Jeff Cox @jeff.cox.7528 @JeffCoxCNBCcom

Published Thu, Jan 7 2021

Key Points

* First-time filings for unemployment claims totaled 787,000 for the week ended Jan. 2, the Labor Department reported.

* That was below the Wall Street estimate for 815,000 and the previous week’s total of 790,000.

* The number of Americans on all unemployment compensation programs fell to 19.2 million.


First-time filings for unemployment insurance were little changed over the past week despite other indicators that the labor market weakened at the end of the 2020.

Weekly claims totaled 787,000 for the week ended Jan. 2, the Labor Department reported Thursday.

That was less than the Dow Jones estimate of 815,000 and a slight decrease from the upwardly revised total of 790,000 for the previous week.

The report also showed a drop of 126,000 in continuing claims, taking the total down to 5.07 million.

Those receiving benefits from all programs also fell, declining by 420,000 to 19.2 million.

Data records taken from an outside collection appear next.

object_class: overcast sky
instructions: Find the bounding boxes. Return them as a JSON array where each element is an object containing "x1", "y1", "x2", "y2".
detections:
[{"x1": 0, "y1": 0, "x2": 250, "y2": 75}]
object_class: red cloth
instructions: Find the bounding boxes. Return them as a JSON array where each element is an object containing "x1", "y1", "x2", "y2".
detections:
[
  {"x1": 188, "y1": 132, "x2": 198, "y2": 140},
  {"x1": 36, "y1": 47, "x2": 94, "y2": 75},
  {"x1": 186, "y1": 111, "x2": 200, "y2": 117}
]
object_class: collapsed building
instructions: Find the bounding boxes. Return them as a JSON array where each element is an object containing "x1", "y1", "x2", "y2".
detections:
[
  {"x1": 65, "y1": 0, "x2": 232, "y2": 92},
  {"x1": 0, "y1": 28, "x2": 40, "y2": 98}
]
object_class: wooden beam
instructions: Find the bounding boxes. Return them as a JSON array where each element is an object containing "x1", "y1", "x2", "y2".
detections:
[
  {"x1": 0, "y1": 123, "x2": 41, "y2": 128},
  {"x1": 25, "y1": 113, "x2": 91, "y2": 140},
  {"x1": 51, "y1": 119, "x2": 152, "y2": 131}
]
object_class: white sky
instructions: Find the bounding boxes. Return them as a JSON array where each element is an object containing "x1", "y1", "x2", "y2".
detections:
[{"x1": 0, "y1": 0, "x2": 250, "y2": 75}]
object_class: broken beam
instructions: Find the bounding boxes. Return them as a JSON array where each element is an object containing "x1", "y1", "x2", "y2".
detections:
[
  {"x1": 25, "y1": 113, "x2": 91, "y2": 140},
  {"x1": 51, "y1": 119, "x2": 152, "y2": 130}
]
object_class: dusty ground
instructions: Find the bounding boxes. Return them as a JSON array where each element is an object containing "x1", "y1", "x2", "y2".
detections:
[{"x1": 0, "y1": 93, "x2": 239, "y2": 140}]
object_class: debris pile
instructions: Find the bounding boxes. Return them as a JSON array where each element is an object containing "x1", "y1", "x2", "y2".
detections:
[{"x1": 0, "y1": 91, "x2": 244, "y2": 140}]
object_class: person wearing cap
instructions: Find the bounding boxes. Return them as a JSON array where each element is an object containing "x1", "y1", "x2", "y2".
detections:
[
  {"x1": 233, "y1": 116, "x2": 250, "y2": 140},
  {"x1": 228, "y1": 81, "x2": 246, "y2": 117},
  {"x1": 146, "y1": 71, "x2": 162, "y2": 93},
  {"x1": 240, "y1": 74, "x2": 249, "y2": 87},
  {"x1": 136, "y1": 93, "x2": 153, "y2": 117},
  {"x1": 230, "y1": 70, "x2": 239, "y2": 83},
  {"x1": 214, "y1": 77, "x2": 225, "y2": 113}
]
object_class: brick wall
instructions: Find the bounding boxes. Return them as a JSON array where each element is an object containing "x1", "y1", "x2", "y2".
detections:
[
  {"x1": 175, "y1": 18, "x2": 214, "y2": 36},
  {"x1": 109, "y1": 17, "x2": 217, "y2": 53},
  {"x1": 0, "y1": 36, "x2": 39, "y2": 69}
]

Claims remain well above pre-pandemic levels as a continued surge in Covid-infections has caused economic restrictions in states and municipalities across the country.

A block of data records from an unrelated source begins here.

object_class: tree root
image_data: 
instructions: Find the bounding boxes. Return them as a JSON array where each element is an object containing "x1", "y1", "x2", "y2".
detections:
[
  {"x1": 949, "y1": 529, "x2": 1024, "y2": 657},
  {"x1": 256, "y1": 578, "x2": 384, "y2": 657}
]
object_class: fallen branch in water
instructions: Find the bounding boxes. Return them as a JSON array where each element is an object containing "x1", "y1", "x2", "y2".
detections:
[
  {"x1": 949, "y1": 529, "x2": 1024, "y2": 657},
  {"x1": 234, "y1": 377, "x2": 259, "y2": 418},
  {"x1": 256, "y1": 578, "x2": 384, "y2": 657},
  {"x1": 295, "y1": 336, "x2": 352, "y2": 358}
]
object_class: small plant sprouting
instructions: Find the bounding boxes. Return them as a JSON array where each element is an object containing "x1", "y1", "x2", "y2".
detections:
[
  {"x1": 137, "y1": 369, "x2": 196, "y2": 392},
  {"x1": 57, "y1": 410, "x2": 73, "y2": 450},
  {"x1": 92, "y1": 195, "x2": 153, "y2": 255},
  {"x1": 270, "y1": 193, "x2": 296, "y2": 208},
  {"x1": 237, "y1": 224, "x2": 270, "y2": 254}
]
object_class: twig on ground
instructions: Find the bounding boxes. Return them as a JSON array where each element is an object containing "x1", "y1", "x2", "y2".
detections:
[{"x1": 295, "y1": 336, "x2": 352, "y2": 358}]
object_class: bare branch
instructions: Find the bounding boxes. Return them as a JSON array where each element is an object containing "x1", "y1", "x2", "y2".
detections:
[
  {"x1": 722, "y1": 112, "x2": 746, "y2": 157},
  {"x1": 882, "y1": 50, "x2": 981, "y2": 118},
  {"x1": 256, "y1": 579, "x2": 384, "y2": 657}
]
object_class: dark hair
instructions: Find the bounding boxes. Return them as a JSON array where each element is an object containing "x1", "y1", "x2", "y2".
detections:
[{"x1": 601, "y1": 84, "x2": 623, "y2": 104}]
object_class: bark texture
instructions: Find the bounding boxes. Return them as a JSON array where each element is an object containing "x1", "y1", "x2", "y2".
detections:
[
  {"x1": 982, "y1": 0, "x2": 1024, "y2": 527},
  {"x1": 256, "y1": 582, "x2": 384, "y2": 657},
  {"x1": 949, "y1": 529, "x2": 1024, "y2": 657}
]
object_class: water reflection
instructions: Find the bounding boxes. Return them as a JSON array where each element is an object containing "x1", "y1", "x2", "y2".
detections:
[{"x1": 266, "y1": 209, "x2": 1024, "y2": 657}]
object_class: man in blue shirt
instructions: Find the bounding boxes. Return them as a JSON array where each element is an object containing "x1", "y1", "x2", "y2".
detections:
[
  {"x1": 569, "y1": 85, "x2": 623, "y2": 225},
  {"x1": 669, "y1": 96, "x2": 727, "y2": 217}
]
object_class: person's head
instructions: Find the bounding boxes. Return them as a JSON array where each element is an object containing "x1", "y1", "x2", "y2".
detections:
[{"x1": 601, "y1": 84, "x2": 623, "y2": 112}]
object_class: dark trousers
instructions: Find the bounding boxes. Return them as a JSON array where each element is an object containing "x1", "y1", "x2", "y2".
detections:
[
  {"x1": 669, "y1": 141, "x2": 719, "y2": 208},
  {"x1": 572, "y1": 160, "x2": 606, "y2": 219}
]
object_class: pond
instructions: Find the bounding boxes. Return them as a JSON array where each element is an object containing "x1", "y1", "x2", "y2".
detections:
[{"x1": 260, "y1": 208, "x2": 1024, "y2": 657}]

On Wednesday, ADP reported that private hiring contracted for the first time since April as companies shed 123,000 in December.

That tally showed that almost all the layoffs came at big businesses and in the hospitality industry as hotels, restaurants and bars have taken an especially hard hit by the winter resurgence in the pandemic.

“A combination of Covid fear and state-mandated restrictions on activity in the services sector is squeezing businesses, and no real relief is likely until a sustained decline in pressure on hospitals emerges; that’s probably a story for late February at the earliest,” wrote Ian Shepherdson, chief economist at Pantheon Macroeconomics.

The weekly claims figure comes a day ahead of the closely watched nonfarm payrolls report.

The Labor Department is expected to report Friday that the U.S. economy added just 50,000 jobs as a tumultuous 2020 came to a close, while the unemployment rate is seen edging higher to 6.8%, according to Dow Jones estimates.

Even amid the likelihood that hiring slowed as the year closed, the four-week moving average for claims continued to decrease, falling last week to 818,750.

The labor market, however, remains in deep distress, as the four-week average a year ago was 219,750.

At the state level Illinois reported by far the biggest drop in claims at 62,765, according to unadjusted data.

Multiple states showed gains of more than 10,000, including Colorado, Georgia, Kansas, Virginia and Texas.

Even with the decline in hiring, the fourth quarter is expected to show a considerable growth.

The Atlanta Federal Reserve’s GDPNow tracker of activity is pointing to an 8.9% gain for gross domestic product amid increases in consumption and investment.